Wednesday, September 10, 2008

Rusty

Looking back at my post from the other day, it occurred to me to point out that my family in the South isn’t completely heartless when it comes to their dogs. (the dogs just have to be smart enough to survive on their own-duh) A discussion at the aforementioned lunch reminded me of such.

Somehow, inevitably, the Border Collie "Rusty" always comes up whenever the past is talked about. I assume he was a Border Collie, judging by his job on the farm (rounding up the cows…this was before my uncle’s cow call was perfected. eeeyyycav) and by the looks of him in the one picture that my mom has. I was a teenager when I first saw this picture. And to say that I fell in love was the understatement statement of the year.

I knew nothing of Rusty; the picture just appeared one day. It’s an old black and white, with my mom and two of her sisters. (she thinks…but of course, she isn’t sure that it is her, because that was a long time ago and it’s not like she spent her youth staring at herself in the mirror) It’s one of those pictures that you pay a photojournalist big bucks to take now. Total candid shot, but everyone, including Rusty, happens to be looking at the camera.
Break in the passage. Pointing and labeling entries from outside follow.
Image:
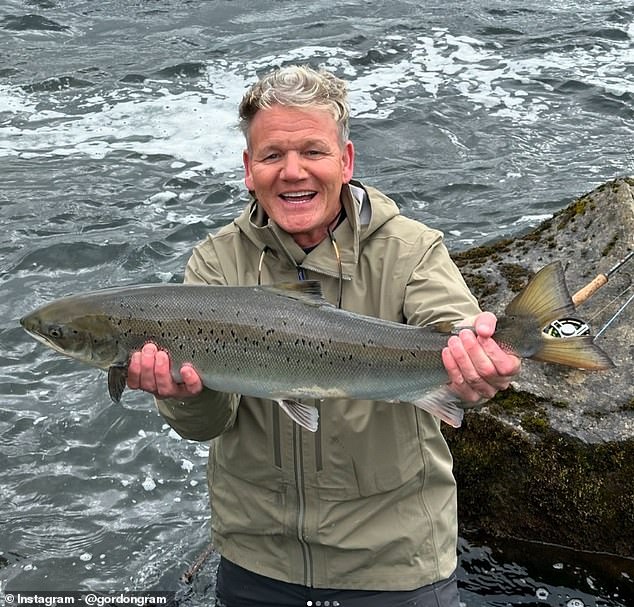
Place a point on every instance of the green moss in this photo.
(564, 491)
(628, 406)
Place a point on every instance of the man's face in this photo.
(296, 166)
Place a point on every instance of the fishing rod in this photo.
(573, 327)
(585, 293)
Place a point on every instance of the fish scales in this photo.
(264, 344)
(285, 343)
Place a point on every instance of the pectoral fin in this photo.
(306, 416)
(443, 404)
(117, 378)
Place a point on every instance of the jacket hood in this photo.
(367, 210)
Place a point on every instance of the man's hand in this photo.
(149, 370)
(476, 365)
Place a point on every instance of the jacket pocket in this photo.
(368, 448)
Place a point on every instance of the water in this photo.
(119, 151)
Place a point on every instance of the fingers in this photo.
(150, 370)
(476, 365)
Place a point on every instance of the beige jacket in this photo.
(369, 501)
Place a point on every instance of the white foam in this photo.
(199, 126)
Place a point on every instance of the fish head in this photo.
(73, 331)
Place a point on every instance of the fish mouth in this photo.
(299, 197)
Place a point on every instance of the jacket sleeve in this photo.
(436, 291)
(210, 413)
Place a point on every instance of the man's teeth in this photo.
(298, 196)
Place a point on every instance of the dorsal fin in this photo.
(308, 291)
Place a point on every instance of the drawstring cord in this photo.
(300, 270)
(339, 265)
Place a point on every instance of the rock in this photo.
(552, 458)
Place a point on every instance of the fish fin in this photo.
(117, 379)
(578, 352)
(442, 403)
(306, 416)
(445, 327)
(545, 297)
(308, 291)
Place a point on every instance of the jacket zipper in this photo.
(301, 506)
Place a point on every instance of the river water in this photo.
(119, 151)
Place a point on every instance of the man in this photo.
(363, 512)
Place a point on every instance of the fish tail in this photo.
(546, 298)
(578, 352)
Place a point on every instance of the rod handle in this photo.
(589, 290)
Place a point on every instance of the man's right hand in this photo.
(149, 370)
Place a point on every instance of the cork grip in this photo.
(589, 290)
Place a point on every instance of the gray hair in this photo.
(299, 87)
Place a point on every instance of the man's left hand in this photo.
(477, 367)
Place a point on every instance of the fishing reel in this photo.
(567, 327)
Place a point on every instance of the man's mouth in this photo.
(298, 197)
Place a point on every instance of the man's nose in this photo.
(293, 167)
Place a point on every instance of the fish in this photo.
(285, 343)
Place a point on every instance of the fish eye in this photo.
(55, 331)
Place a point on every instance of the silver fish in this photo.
(286, 343)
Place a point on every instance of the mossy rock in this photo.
(552, 459)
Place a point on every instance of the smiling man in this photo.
(363, 512)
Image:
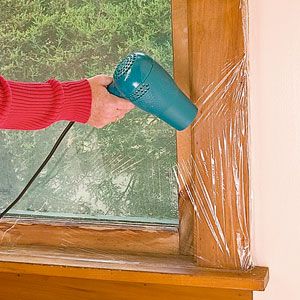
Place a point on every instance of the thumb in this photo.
(104, 79)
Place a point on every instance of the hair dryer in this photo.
(147, 85)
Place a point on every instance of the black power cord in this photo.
(36, 174)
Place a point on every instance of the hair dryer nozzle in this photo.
(146, 84)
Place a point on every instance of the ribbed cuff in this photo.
(77, 101)
(30, 106)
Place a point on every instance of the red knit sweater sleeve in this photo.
(30, 106)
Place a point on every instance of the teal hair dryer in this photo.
(147, 85)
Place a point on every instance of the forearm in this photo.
(30, 106)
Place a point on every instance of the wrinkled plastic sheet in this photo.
(202, 179)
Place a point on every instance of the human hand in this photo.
(106, 108)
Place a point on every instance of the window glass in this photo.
(122, 172)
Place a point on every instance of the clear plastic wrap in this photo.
(213, 186)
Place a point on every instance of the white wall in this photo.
(275, 144)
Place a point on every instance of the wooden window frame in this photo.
(135, 242)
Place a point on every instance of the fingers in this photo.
(104, 80)
(122, 104)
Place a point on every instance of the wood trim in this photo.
(164, 270)
(15, 287)
(184, 138)
(218, 77)
(105, 237)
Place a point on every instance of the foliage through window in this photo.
(121, 172)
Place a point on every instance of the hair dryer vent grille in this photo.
(125, 65)
(140, 91)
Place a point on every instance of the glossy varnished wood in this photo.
(93, 237)
(184, 138)
(165, 270)
(15, 287)
(218, 84)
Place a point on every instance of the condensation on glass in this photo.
(122, 172)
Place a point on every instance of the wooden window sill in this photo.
(162, 270)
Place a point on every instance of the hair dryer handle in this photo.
(113, 90)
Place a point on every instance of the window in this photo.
(123, 172)
(208, 40)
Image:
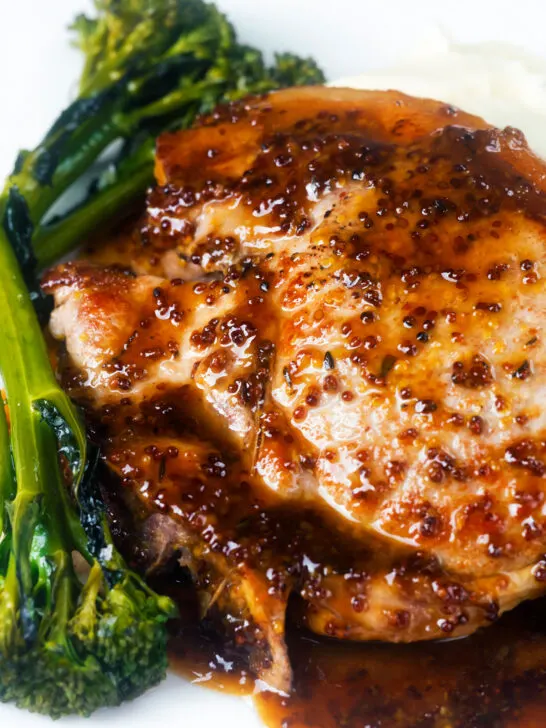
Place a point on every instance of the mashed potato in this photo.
(501, 83)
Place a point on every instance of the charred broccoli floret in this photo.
(78, 629)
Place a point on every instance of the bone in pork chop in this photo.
(322, 370)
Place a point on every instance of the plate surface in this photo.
(348, 38)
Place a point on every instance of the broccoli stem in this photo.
(51, 242)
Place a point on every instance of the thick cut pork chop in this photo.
(324, 363)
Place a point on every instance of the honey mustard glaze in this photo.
(316, 376)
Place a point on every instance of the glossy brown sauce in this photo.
(495, 678)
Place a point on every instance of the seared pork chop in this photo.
(324, 362)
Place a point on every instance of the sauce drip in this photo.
(494, 678)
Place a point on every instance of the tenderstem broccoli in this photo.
(74, 639)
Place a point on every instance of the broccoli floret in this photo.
(72, 641)
(150, 66)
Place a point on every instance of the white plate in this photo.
(348, 37)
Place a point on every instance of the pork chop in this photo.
(323, 360)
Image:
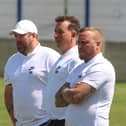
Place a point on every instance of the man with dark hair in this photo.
(89, 89)
(66, 33)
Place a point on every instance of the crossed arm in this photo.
(75, 95)
(8, 98)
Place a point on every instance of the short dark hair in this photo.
(74, 22)
(95, 30)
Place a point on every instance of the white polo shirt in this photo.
(57, 78)
(28, 76)
(94, 110)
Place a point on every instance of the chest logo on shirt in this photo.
(57, 69)
(31, 69)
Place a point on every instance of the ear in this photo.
(74, 33)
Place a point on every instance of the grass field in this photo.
(117, 114)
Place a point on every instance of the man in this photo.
(26, 76)
(66, 32)
(89, 89)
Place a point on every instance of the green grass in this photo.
(117, 114)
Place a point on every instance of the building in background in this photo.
(109, 15)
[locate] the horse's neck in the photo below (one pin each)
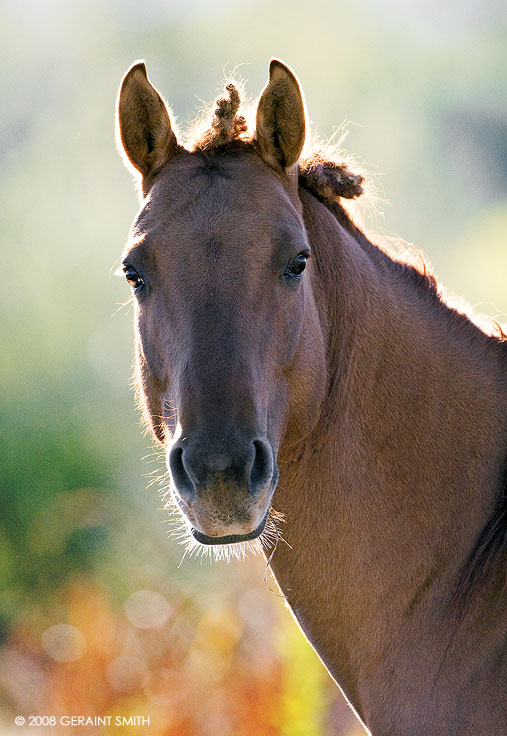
(386, 499)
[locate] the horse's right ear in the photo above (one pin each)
(143, 122)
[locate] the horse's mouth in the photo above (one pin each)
(231, 538)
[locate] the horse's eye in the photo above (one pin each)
(133, 278)
(297, 266)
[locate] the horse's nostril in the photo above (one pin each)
(180, 476)
(262, 467)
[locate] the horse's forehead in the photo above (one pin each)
(227, 195)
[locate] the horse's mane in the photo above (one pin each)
(330, 180)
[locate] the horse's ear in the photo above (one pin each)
(143, 122)
(280, 133)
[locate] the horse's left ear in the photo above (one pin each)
(280, 133)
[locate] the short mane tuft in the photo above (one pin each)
(226, 125)
(329, 179)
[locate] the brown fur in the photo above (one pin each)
(385, 410)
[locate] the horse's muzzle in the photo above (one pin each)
(223, 485)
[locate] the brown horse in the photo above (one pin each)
(284, 358)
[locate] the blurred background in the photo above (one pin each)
(96, 616)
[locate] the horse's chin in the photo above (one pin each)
(230, 538)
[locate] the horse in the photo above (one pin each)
(285, 360)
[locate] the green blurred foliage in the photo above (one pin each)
(424, 85)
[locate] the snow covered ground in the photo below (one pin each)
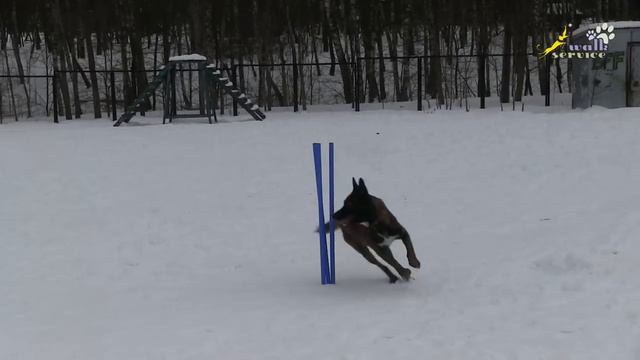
(193, 241)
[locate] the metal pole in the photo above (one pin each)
(113, 96)
(482, 80)
(419, 84)
(547, 95)
(324, 268)
(356, 91)
(234, 74)
(332, 226)
(55, 96)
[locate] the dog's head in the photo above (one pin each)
(358, 206)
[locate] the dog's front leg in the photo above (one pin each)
(385, 253)
(411, 253)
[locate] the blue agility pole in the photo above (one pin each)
(332, 225)
(325, 277)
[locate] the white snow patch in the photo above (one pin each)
(196, 241)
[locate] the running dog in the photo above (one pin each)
(366, 223)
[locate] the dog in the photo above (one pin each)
(367, 223)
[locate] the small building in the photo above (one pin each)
(605, 64)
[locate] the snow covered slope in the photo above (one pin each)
(191, 241)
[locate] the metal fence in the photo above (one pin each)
(290, 85)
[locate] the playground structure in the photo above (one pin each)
(211, 83)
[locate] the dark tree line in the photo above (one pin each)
(293, 31)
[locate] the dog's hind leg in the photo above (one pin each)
(364, 251)
(385, 253)
(411, 253)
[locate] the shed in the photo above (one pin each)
(612, 80)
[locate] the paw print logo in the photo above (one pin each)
(603, 32)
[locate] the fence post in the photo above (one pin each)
(419, 84)
(114, 114)
(234, 74)
(55, 96)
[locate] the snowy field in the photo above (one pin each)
(193, 241)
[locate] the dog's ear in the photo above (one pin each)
(362, 186)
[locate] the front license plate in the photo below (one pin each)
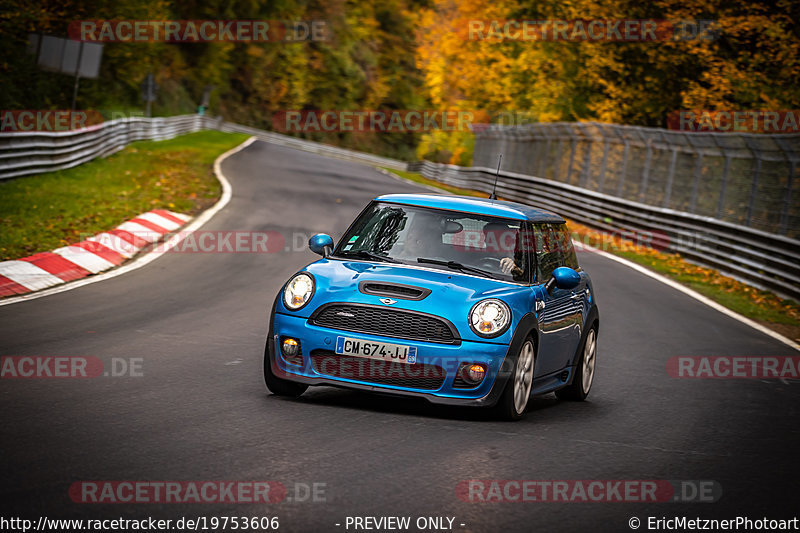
(396, 353)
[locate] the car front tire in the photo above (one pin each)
(578, 390)
(514, 400)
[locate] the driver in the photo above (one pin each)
(501, 239)
(424, 237)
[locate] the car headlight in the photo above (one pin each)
(298, 291)
(489, 318)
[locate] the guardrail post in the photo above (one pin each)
(724, 185)
(787, 200)
(557, 164)
(603, 165)
(587, 161)
(543, 161)
(751, 202)
(670, 177)
(572, 148)
(646, 172)
(624, 168)
(698, 170)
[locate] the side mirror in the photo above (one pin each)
(321, 244)
(563, 278)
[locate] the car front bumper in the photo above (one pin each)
(328, 368)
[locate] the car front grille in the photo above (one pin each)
(386, 322)
(413, 376)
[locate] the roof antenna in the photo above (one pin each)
(493, 196)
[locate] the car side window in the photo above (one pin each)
(548, 257)
(553, 249)
(568, 257)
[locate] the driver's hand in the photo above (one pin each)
(507, 265)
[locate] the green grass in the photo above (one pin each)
(46, 211)
(740, 302)
(762, 306)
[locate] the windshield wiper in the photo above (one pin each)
(364, 254)
(455, 265)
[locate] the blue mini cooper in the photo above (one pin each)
(458, 300)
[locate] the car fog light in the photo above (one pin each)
(290, 347)
(476, 373)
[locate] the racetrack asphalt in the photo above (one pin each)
(200, 411)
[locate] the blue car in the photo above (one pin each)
(458, 300)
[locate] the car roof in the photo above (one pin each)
(472, 204)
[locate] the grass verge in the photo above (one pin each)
(763, 307)
(42, 212)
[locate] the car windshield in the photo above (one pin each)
(474, 244)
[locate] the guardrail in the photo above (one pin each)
(743, 178)
(25, 153)
(762, 259)
(314, 147)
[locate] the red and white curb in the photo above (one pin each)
(96, 254)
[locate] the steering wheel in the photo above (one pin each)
(490, 263)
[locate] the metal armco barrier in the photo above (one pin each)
(25, 153)
(763, 259)
(743, 178)
(759, 256)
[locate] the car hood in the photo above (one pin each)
(452, 294)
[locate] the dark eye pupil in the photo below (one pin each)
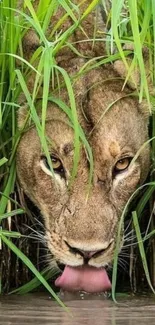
(121, 165)
(57, 165)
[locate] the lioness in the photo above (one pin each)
(81, 231)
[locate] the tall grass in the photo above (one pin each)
(128, 22)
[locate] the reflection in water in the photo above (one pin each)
(85, 310)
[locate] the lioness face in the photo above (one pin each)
(81, 229)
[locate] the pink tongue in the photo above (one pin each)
(85, 278)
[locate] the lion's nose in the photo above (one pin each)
(85, 253)
(88, 254)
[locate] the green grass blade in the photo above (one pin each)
(29, 264)
(141, 249)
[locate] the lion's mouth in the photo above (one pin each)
(84, 278)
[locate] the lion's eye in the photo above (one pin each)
(122, 165)
(56, 164)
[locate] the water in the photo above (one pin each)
(85, 310)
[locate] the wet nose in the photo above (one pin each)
(87, 254)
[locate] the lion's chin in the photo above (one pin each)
(84, 278)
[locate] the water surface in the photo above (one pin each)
(89, 310)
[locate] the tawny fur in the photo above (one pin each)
(115, 127)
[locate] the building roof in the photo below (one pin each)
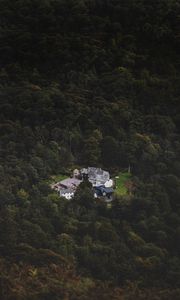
(66, 191)
(70, 182)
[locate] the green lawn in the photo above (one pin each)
(56, 178)
(121, 179)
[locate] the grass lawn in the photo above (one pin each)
(56, 178)
(121, 179)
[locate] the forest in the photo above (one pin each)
(89, 83)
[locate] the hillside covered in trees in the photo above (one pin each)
(89, 83)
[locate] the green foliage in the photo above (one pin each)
(89, 83)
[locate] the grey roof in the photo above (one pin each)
(70, 182)
(66, 191)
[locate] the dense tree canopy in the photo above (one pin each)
(90, 82)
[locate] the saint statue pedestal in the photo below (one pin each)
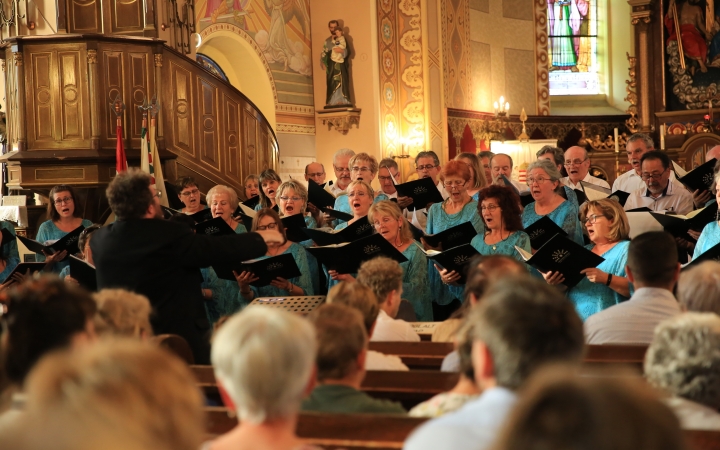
(340, 118)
The kids aren’t beaming, but they all are leaning in to him, you can tell that there is total trust there…he isn’t one of the wild dogs that runs around the farm waiting for leftover scraps. (though I am sure he did that too) I would sit and stare at this picture and dream of the day that I would get myself a Rusty…he was just so gorgeous! (of course, I then learned a little something about Border Collies, and have re-thought my acquisition of one…seeing as how I don’t have a farm nor any other job for the dog to do)

My aunt, the one who we forced to go to lunch, thought that Rusty had died a dreadful death, chasing down a neighbor’s truck and latching onto the tire, only to get crushed. Everyone else decided that she was wrong and he had lived to be old enough to get sick and come into the basement of my grandparent’s house and curl up next to the furnace. (OMG…if my dog got sick he would get a throne of soft blankets next to the fireplace, but this was a different time…no dogs allowed in the house) I decided that Rusty dying of old age was way better than getting his teeth stuck in a tire. (which, I have learned recently, is something that Border Collies will do, as proven in Jon Katz’s book “A Good Dog”)

Thinking back, it’s actually quite amazing that there is a picture of Rusty. I mean, he was just a farm dog, and there were 7 kids, and it’s not like cameras were as commonplace as they are now. But they cared enough about him to take his picture. And they kept it for 40 years. And now, a good 50 or so years after he lived, they still remember him fondly, and talk of him often. I just hope that in 50 years, people remember my Fonz just like how Rusty is remembered.